Case Details

General Medicine Gynaecology and Obstetrics

Indian Doctors Network posted a case

over 1 year ago

BREAST INFECTION

Courtesy: 100 cases in surgery

History
A 26-year-old woman who is 5 weeks post partum presents with right breast pain and a fever. She is breast-feeding her son. Over the last 3 weeks she has seen her general practitioner (GP) on two occasions with mastitis and has been prescribed antibiotics. However,the pain is now worsening and she is starting to feel more unwell. She is normally fit and
healthy. She does not take any regular medications and is allergic to penicillin.

Examination
She has a temperature of 37.9°C and a pulse rate of 92/min. On examination, there is a localized, tender area, adjacent to the areola of the right breast. There is surrounding erythema and tender lymphadenopathy in the right axilla.
Breast and endocrine

Questions
• What is the likely diagnosis?
• What other investigations would you arrange?
• What are the treatment options, and what other considerations do you have to
make when prescribing?
• What other advice would you give regarding her breast-feeding?

ANSWER
This woman has a puerperal breast abscess. Mastitis occurs frequently in lactating females. Infection is most common in the first 6 weeks post partum. This is the result of organisms entering through traumatized skin and cracked nipples. It is usually treated with antibiotics, and mothers are advised to continue expressing from the breast to aid drainage through the ducts. Occasionally the infection can progress and lead to a breast abscess. The most commonly involved organisms are Staphylococcus aureus and the Streptococcus species.
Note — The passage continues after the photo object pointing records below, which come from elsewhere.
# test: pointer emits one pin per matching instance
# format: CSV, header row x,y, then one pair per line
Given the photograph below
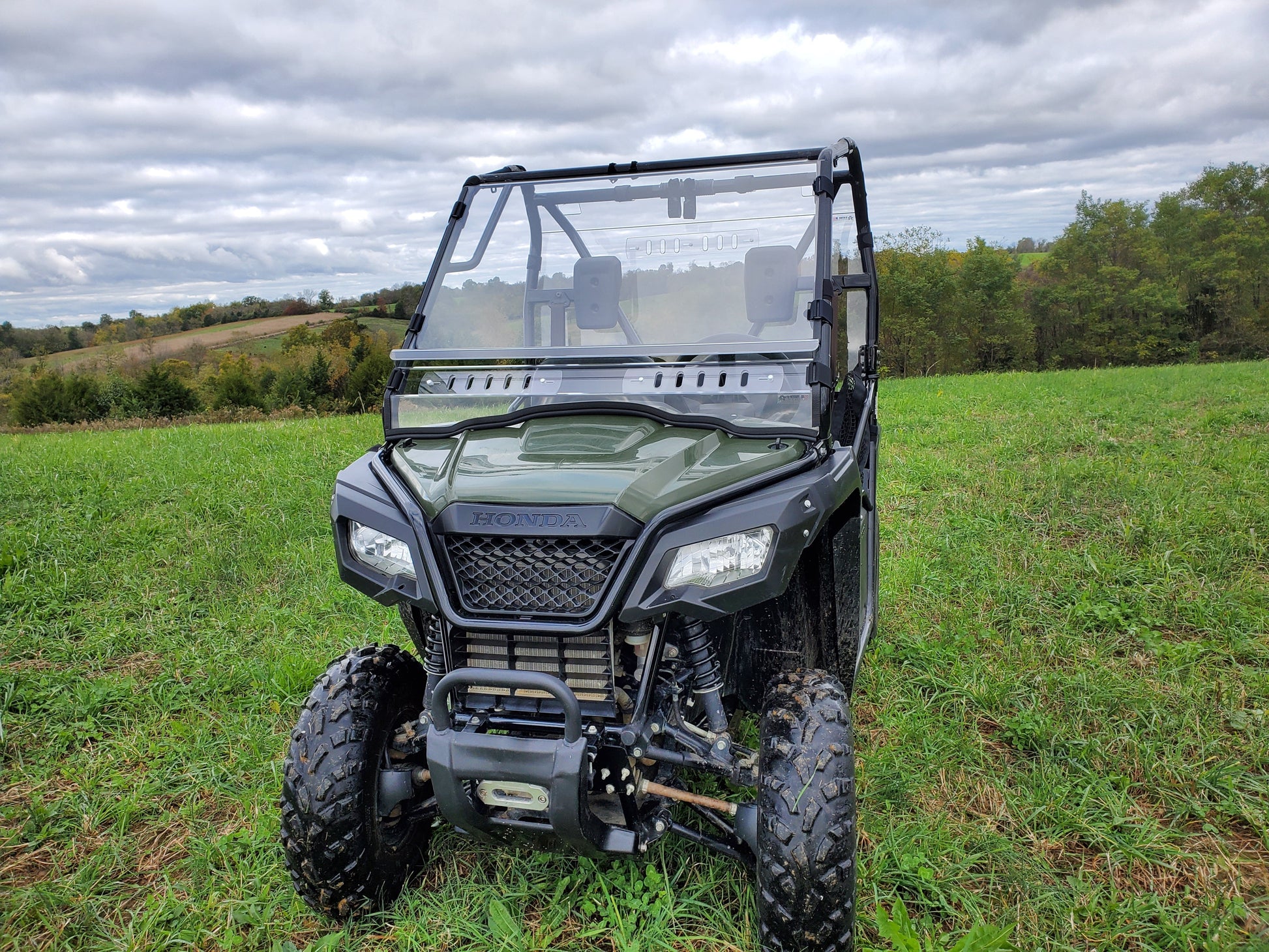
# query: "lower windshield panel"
x,y
758,391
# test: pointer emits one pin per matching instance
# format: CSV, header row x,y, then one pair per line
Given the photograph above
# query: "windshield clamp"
x,y
816,374
869,357
820,310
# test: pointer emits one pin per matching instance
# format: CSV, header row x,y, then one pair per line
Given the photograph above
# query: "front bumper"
x,y
457,757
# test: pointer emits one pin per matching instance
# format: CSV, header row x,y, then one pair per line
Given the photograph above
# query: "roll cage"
x,y
824,311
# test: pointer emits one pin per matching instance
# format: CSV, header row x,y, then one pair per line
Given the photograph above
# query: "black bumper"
x,y
456,757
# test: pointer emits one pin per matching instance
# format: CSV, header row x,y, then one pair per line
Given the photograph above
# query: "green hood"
x,y
634,464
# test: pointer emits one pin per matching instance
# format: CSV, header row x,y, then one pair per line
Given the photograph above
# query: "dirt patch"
x,y
961,796
142,664
1235,866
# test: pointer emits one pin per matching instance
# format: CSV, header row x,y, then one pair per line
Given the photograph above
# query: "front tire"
x,y
806,816
343,857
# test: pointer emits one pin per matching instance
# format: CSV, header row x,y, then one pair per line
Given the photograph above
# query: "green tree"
x,y
366,383
996,331
236,386
50,398
300,335
1216,239
1105,295
918,286
159,393
319,376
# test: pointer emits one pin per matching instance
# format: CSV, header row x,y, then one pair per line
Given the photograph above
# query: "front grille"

Non-lactating breast abscesses occur most commonly around the age of 30 years and are often associated with duct ectasia. Periareolar abscesses are found to be associated with smoking, whereas peripheral abscesses are more common in immunosuppressed women,such as those taking steroids or patients with diabetes.

In this case other investigations would include anaerobic and aerobic cultures taken from the abscess. These can usually be obtained by needle aspiration under ultrasound guidance.

Treatment is either by recurrent needle aspiration or by incision and drainage. Antibiotics should be continued. Flucloxacillin (or erythromycin if the patient is penicillin allergic) are recommended, but the choice of antibiotic should be guided by the culture results.

Co-amoxiclav is prescribed in non-lactating breast abscesses where anaerobes and enterococci may also be causative. Appropriate analgesia should also be prescribed. It is imperative to remember that this patient is breast-feeding and the British National
Formulary (BNF – Appendix 4) should be consulted before prescribing to ensure there are no contraindications.

KEY POINT
• It is important to note that if the inflammation or mass persists after treatment, then the possibility of breast cancer should be ruled out with further imaging and tissue sampling.